Hi.
I’m running Audacity 2.4.2 on Windows 10. I’ve placed my projects on my NAS in my LAN and I’ve noticed that working directly on those files results in very slow Audacity response.
Is it normal? Is it not recommended to work with “remote” files?
In my opinion, Audacity should actually make a local copy (temp) of the project and be working on this data. Only when saving, it should save to the shared network folder.
Yes. Audacity hates Cloud Drives, too. External local drives are “iffy.”
Move your work to a local/internal drive and then do production.
Audacity can’t do real time audio production through network redirection, collision detection, and error management. Network drives may appear as regular drives to you, but they’re not.

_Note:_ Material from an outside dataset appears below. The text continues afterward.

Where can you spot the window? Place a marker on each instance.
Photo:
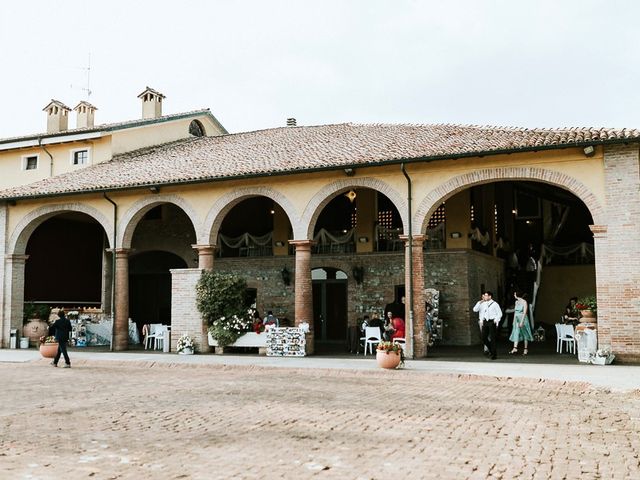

Audacity insists on doing a lot of work in hardware memory. It can shift to a slower local/internal drive if it absolutely has to and anything slower or sloppier than that may just fail.
Audio (and video) production is nothing like typing a message or shuttling spreadsheets around. It doesn’t wait and there are no times to stop and take a breath. It’s constant-on and a lot of the fudge built into storage systems gets in the way.
There’s another layer of this, too. Make sure you can point to two different places that store valuable work. Internal drives and a network drive is OK. Cloud drive and a thumb drive is OK. Two folders on an internal drive is not OK.
It gets worse. Your local/internal drive should be a Solid State Drive and not spinning metal. Spinning metal can be forced to work most times, but can create problems as it fills up or becomes fragmented or sloppy.
Again, audio production is real-time, always-on. When you hit play, the machine has to produce constant, smooth data transfer.